Last updated on July 8, 2022

In Florida there’s a guy named Tom Robinson, and he’s freaking related to Genghis Khan. Well, maybe he is.

Or so says some outfit out of England called Oxford Ancestors. They’re a firm that is pioneering a burgeoning field called “bioarchaeology“. It all sounds very suspect, especially given what Oxford University geneticist Bryan Sykes, the founder of Oxford Ancestors says.

Oxford Ancestors, founded in 2001, offers DNA testing to people who want to test their genetic lineage.

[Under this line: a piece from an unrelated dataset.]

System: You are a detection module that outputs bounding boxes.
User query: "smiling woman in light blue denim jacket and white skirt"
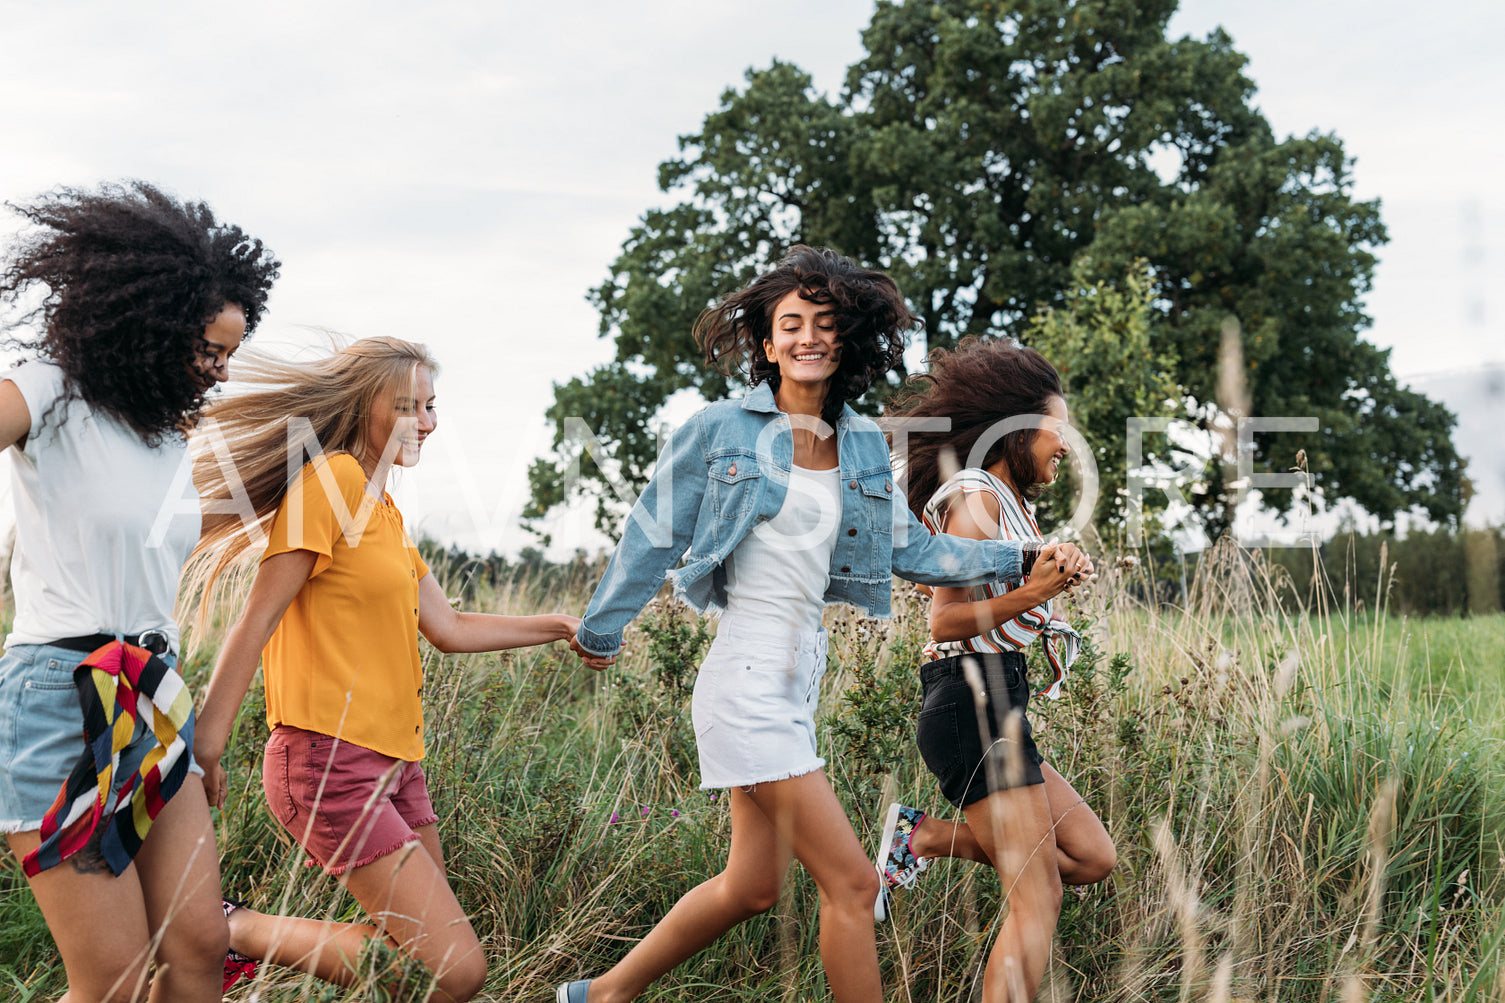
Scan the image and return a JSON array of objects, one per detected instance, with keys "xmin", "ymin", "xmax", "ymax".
[{"xmin": 557, "ymin": 247, "xmax": 1090, "ymax": 1003}]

Sykes believes that humanity’s common ancestry can be traced through DNA. In 1994, he linked a woman in Britain and a frozen 5,000-year-old corpse found in the Tyrolean Alps, all through their common DNA.

From the AP –

Sykes’ 2001 book “The Seven Daughters of Eve” claimed that 95 percent of Europeans are descended from seven tribal matriarchs – he dubbed them Ursula, Xenia, Helena, Velda, Tara, Katrine and Jasmine – who lived between 10,000 and 45,000 years ago. He also believes most Europeans can trace their descent to “Five Sons of Adam,” and offers tests to identify these paternal ancestral clans by mapping patterns of DNA within the Y chromosome, the genetic material handed down from fathers to sons that changes little over generations.

Published in an article in the American Journal of Human Genetics in 2003, research suggested that 16 to 17 million men, most in Central Asia, shared a form of the Y chromosome that indicates a common ancestor.

Sykes says that the obvious candidate for this is Genghis Khan, who conquered almost all of Asia and fathered many children in the process. Of course, there isn’t any actual tissue from the Mongol ruler – whose tomb has never been found – the tests are based on an assessment of probabilities.

“This is circumstantial evidence but it is very good evidence,” said Sykes. “I think it does mean that people who carry this chromosome are direct patrilineal descendants of Genghis Khan.” How this chromosome came to be so prominent was that when he conquered new territory Genghis Khan would kill the men and routinely inseminate all the women.”

Now, this totally sounds like BS. But what I found funnier than the explanation about how this man was related to Khan was his response in finding out he was related to the conqueror. Again, from the AP –

“My first impression was, ‘Oh no, who is it?’ imagining it was Adolf Hitler or something like that,” said Robinson, 48. “So I was actually pleasantly surprised.”

Now, I know Adolph Hitler was responsible for the deaths of millions, but Khan wasn’t much better. He took over the Asiatic continent, and, according to Jack Weatherford, author of “Genghis Khan and the Making of the Modern World“, the death toll estimate caused by Khan was roughly 15 million people over 5 years of conquest.